Lebih lanjut akan dilakukan koordinasi dengan stakeholder guna membahas usulan maupun masukan untuk PM.108 Tahun 2017. Menurut Menhub terdapat dua masukan yang akan dibahas, pertama adalah perubahan aplikator menjadi perusahaan transportasi, kedua memberikan kesempatan pengemudi berhubungan langsung dengan perusahaan transportasi tersebut.

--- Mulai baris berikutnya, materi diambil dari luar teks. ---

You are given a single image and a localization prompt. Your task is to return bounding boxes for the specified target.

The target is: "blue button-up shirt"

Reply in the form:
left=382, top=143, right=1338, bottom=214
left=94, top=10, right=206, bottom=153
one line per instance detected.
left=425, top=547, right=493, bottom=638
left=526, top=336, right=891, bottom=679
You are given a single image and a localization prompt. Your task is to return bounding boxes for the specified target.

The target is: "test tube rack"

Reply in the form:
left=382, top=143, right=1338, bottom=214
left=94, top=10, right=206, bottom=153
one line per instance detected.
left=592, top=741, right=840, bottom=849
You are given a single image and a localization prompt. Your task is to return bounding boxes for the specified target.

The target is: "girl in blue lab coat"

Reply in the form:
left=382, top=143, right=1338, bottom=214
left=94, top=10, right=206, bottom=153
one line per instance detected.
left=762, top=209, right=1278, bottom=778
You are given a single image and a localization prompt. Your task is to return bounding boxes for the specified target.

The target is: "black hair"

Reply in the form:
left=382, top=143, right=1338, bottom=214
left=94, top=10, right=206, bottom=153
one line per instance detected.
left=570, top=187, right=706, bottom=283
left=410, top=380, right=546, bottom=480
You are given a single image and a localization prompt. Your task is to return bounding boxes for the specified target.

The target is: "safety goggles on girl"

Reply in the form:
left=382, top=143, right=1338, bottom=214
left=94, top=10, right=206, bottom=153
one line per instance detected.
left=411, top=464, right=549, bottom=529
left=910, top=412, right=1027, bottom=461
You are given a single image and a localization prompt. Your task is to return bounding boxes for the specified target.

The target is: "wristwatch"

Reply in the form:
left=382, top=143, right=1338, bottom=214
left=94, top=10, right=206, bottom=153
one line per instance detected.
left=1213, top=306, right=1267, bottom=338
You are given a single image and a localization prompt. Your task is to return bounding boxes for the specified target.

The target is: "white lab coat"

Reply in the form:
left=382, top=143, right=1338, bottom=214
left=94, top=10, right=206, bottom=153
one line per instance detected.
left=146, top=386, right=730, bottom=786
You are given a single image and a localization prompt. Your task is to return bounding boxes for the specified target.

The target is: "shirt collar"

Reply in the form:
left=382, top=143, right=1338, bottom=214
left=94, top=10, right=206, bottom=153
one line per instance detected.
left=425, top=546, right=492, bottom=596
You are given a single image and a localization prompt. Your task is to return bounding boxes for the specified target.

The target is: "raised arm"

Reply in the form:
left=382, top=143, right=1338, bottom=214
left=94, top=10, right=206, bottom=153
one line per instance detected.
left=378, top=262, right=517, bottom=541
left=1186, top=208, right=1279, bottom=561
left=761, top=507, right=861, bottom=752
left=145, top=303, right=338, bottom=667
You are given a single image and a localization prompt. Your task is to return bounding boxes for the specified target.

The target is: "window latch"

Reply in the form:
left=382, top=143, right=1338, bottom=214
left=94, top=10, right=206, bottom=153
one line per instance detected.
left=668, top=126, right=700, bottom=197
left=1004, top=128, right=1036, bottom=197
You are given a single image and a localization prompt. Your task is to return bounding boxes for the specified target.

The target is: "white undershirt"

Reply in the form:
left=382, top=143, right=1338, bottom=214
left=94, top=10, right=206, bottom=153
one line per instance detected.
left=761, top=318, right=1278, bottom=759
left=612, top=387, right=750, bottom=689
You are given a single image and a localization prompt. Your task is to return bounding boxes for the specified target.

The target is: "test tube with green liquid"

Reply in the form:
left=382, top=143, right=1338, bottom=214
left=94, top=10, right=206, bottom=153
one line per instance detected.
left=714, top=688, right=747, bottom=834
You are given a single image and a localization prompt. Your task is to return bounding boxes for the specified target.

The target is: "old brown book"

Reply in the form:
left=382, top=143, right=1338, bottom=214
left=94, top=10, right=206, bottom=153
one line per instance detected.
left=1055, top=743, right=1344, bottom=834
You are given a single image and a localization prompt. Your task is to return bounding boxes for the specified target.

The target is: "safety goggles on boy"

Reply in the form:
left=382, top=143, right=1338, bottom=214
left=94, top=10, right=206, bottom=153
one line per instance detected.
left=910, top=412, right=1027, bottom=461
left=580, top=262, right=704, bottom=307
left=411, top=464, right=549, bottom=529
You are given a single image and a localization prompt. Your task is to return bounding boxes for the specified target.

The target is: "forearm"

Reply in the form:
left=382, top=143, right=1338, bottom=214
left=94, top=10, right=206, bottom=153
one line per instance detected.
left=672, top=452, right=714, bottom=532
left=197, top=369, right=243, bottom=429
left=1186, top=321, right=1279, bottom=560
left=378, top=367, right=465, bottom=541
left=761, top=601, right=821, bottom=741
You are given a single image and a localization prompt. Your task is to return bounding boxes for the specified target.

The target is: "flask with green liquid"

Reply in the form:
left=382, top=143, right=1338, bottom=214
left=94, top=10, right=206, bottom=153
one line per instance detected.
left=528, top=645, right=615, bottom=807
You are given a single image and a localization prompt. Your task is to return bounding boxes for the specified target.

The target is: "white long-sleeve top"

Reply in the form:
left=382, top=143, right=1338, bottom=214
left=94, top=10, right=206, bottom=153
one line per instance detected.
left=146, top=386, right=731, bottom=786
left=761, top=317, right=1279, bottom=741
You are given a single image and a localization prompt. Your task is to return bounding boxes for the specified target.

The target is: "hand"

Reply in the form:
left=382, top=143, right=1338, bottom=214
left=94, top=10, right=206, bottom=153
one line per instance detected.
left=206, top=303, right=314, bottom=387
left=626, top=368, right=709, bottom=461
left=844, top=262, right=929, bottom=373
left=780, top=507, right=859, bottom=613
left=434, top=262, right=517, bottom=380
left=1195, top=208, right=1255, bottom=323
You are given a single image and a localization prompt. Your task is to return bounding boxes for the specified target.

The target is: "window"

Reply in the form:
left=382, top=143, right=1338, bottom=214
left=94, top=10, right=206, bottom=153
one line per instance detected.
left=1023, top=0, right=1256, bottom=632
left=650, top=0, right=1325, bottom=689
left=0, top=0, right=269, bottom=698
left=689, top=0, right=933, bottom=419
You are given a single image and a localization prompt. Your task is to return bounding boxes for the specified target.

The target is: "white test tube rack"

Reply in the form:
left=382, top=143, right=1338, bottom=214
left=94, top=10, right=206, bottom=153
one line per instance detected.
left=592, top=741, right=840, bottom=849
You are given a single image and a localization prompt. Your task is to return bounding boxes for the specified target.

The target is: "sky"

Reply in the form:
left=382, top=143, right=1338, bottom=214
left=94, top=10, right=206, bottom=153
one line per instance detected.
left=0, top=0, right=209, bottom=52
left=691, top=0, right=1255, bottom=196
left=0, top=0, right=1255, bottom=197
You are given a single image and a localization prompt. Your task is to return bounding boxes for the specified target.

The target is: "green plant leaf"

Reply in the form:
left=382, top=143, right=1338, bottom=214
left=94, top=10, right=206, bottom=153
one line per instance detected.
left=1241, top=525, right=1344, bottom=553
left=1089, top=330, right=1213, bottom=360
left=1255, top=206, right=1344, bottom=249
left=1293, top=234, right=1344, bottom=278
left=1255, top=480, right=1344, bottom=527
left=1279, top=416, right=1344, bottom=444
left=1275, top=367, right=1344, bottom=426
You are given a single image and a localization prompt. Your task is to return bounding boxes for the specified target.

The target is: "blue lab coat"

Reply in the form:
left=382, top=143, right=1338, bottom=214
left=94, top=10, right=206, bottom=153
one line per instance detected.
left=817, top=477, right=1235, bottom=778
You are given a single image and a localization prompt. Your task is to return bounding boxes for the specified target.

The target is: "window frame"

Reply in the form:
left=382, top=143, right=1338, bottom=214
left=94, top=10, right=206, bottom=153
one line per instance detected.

“Dalam implementasinya kita akan mengakomodir beberapa hal yang menjadi masukan. Selama ini aplikator menerima langsung pengemudi yang seharusnya melalui badan hukum sehingga aplikator sebagai perusahaan transportasi nantinya bisa berhubungan langsung dengan pengemudi atau sebaliknya. Oleh karenanya dalam waktu dekat kita akan buat satu Focus Group Discussion (FGD) dengan stakeholder serta pengamat transportasi untuk membahas berbagai kemungkinan dan masukan,” terang Menhub.

Sedangkan untuk badan hukum atau koperasi yang sudah menaungi sejumlah pengemudi online akan tetap diberikan ruang agar tetap berlangsung. Selain itu Menhub juga menegaskan bahwa Pemerintah sebagai mediator antara aplikator dengan pengemudi online.

“Sesuai dengan amanat Presiden Joko Widodo, Kantor Staf Presiden (KSP), Kemenhub dan Kemenkominfo hanya memediasi agar saudara-saudara kita dari pengemudi angkutan sewa khusus dapat melakukan diskusi dengan aplikator tentang penetapan hal-hal yang diinginkan,” jelas Menhub.

“Kita utamakan adalah bagaimana para ojek online itu mendapatkan suatu perlindungan jumlah tarif yang memadai, itupun pemerintah tidak akan masuk ke perundingan, kita hanya memfasilitasi saja. Hal yang akan kita atur terkait aturan umum yaitu pemakaian helm dsb,” tambah Menhub.

Selanjutnya hal lain yang masih dipertahankan yaitu terkait keselamatan. “Berkaitan untuk usulan-usulan untuk meniadakan syarat-syarat keselamatan itu kita tolak karena kita tetap konsisten ingin menjadikan keselamatan dan diwakili dengan pelaksanaan uji berkala (KIR), SIM A Umum, stiker dan beberapa hal itu tetap dilaksanakan dengan baik,” lanjut Menhub.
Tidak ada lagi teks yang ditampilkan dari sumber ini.